Directed by Alan Birkinshaw, Killer’s Moon declares itself to be nastier than I Spit On Your Grave.
Basically, four drugged up mental patients escape from the local asylum and seek refuge in a remote hotel. Unbeknownst to them, a coach full of school-girls is also heading to the same remote hotel (Scary stuff already eh?!)
The mental patients have been prescribed LSD and dream therapy as a means of dimming the psychopathic/psychosexual tendencies that appear to be inherent in all of them. As a method to cure them of their desire to kill, this has left all four of them believing that they are in a permanent dream state.
Meanwhile, whilst travelling through the countryside, the school-girls and their teachers meet a gamekeeper who is the first to warn of the dangers of being out in the countryside late at night. When they find the hotel, they are at first refused entry, but the landlady soon gives in and allows them to stay. This, as you can already tell, turns out to be the biggest mistake they could ever have made!
The driver of the coach is the first victim of these insane men, whilst wandering around on his own (like you do in the dead of night?). Someone appears to have an ‘axe to grind’ and he learns this to his fatal cost. This is one of only many kills featured throughout the film.
And so the mental patients continue their trip, raping or killing anyone or anything who comes across their path. Thinking that they are still dreaming, there is no guilt and no fear of a come-back.
For film that is fairly long in the tooth now, the kill scenes are very graphic and Birkinshaw has encapsulated mental and physical horror in a most extreme but also disturbingly pleasurable manner.
Killer’s Moon’s mental patient characters appear to have been inspired a great deal but those in Kubrick’s A Clockwork Orange. This is an observation, not a criticism as the performances are excellent and you are genuinely convinced that they really are lunatics.

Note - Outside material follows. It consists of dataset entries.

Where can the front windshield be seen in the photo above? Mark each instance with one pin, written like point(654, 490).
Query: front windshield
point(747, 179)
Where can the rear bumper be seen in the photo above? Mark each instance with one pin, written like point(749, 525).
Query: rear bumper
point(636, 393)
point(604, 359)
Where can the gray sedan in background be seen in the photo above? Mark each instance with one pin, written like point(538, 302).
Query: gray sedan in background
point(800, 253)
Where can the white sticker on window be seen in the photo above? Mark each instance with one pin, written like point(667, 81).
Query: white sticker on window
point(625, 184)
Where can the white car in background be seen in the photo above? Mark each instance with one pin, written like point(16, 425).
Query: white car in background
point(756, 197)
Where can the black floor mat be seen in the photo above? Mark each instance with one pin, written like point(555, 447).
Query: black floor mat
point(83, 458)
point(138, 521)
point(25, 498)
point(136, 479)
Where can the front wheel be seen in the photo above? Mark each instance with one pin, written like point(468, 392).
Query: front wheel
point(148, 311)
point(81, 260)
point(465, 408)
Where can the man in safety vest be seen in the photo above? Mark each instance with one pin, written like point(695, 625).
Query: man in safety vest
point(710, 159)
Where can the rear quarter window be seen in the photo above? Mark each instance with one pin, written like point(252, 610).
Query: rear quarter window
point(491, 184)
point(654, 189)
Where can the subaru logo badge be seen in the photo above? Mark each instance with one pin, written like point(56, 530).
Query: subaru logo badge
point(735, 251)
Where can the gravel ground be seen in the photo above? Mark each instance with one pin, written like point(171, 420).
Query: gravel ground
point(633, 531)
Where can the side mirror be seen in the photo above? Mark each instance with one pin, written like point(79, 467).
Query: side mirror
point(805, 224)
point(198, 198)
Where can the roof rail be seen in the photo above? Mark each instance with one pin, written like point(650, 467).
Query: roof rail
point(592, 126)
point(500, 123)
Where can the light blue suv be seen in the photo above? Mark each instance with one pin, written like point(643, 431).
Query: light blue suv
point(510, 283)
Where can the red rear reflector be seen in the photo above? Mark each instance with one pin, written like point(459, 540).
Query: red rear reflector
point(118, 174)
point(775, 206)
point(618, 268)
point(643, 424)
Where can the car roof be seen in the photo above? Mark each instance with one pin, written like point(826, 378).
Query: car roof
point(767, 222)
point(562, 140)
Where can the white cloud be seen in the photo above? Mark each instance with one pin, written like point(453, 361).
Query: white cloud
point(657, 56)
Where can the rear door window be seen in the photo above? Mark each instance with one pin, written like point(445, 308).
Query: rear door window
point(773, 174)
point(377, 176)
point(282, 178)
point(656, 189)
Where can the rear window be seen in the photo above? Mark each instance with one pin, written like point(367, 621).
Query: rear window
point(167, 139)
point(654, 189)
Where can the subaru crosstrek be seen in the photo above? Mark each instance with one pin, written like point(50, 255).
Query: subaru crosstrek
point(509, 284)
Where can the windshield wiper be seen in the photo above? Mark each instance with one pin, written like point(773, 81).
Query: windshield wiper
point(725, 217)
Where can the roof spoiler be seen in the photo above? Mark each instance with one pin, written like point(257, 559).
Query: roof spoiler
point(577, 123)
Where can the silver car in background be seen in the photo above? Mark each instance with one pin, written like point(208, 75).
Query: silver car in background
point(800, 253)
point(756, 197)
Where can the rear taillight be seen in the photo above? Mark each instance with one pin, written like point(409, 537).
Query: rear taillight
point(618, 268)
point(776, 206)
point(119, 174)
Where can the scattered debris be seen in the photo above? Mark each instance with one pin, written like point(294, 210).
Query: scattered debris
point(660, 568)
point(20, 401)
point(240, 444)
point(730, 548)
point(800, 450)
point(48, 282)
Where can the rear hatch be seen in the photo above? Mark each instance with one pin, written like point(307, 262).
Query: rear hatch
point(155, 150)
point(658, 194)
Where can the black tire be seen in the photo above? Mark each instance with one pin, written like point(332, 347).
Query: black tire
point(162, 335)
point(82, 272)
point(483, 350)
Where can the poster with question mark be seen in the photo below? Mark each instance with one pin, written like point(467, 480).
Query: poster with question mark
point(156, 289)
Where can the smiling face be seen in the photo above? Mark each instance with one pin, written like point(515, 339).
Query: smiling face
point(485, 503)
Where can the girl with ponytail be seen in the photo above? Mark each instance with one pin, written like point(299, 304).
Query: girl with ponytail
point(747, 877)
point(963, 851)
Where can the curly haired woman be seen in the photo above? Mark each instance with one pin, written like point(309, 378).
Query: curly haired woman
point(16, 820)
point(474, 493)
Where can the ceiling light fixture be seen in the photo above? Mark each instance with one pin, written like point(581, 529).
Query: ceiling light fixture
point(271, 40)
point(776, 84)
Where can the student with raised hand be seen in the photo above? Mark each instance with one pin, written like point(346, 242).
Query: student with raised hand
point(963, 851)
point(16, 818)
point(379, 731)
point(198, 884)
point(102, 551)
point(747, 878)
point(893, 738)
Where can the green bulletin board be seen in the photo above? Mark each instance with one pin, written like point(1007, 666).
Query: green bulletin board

I also have to note the great job that’s been done with the re-mastering of the film. Often re-mastering still leaves that hideous audible hum you had during silence when watching a video back in the 80’s. I’m pleased to say that it’s not evident on this DVD and overall picture quality is excellent too (with just a few specks on screen now and again).

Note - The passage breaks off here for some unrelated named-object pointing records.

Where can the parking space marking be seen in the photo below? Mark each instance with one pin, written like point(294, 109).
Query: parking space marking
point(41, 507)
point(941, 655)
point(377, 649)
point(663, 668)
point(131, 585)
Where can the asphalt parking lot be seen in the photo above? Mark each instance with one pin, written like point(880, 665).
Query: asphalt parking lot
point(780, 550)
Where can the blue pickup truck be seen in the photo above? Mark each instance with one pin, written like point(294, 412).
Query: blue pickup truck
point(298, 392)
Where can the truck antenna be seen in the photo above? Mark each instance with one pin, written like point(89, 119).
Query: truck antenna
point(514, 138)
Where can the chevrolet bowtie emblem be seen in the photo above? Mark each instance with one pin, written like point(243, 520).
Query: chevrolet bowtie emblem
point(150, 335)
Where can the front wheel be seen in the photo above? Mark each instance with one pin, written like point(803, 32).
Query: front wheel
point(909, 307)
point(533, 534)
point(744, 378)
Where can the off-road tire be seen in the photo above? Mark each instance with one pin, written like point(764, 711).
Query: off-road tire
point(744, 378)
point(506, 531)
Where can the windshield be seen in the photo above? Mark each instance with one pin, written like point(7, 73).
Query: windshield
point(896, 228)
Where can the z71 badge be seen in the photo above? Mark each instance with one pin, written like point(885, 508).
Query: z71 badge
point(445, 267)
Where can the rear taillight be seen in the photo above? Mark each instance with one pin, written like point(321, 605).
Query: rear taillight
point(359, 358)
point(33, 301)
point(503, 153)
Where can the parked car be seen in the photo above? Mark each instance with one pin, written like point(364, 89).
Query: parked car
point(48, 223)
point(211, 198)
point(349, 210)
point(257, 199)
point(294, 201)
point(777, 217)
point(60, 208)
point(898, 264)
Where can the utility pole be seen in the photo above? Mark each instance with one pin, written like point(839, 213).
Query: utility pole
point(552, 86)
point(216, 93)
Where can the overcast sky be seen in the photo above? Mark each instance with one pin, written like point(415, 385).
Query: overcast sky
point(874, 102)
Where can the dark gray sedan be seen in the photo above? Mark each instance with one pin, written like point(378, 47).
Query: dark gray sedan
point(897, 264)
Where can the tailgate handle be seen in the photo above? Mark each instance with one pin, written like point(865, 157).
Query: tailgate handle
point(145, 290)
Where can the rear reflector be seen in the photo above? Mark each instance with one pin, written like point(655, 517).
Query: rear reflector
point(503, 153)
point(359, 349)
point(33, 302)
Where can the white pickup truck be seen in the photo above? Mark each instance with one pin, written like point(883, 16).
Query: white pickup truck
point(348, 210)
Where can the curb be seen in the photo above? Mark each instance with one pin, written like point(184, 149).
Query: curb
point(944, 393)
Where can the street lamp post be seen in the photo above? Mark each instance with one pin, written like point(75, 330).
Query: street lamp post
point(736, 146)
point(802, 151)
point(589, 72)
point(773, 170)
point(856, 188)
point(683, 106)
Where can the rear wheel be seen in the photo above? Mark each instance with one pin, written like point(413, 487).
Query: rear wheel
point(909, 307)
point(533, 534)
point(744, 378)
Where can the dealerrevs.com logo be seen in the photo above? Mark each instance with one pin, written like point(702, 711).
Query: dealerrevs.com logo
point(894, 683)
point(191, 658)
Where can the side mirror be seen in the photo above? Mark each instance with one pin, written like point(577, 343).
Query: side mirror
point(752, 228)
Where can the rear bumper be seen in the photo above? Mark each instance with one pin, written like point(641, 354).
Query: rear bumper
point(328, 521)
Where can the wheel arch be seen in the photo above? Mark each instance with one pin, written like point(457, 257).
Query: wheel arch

Special features on the dvd are quite impressive, including: Exclusive director/cast interviews, audio commentary from director Alan Birkinshaw and JoAnne Good who played one of the schoolgirls, Mary.
A film like Killer’s Moon deserves a re-release and makes ideal horror viewing. It is reminiscent of the kind of film that they used to show on BBC1 late on a Friday night, which were always entertaining and classic in their production and overall style.
Key strengths of this DVD are that it won’t leave you bored and you’ll also be genuinely worried as to what will happen to the characters. Killer’s Moon is a quintessentially classic British Horror which is still appealing to viewers today.
I’m going to make sure that all my windows and doors are locked tonight before I go to sleep!!!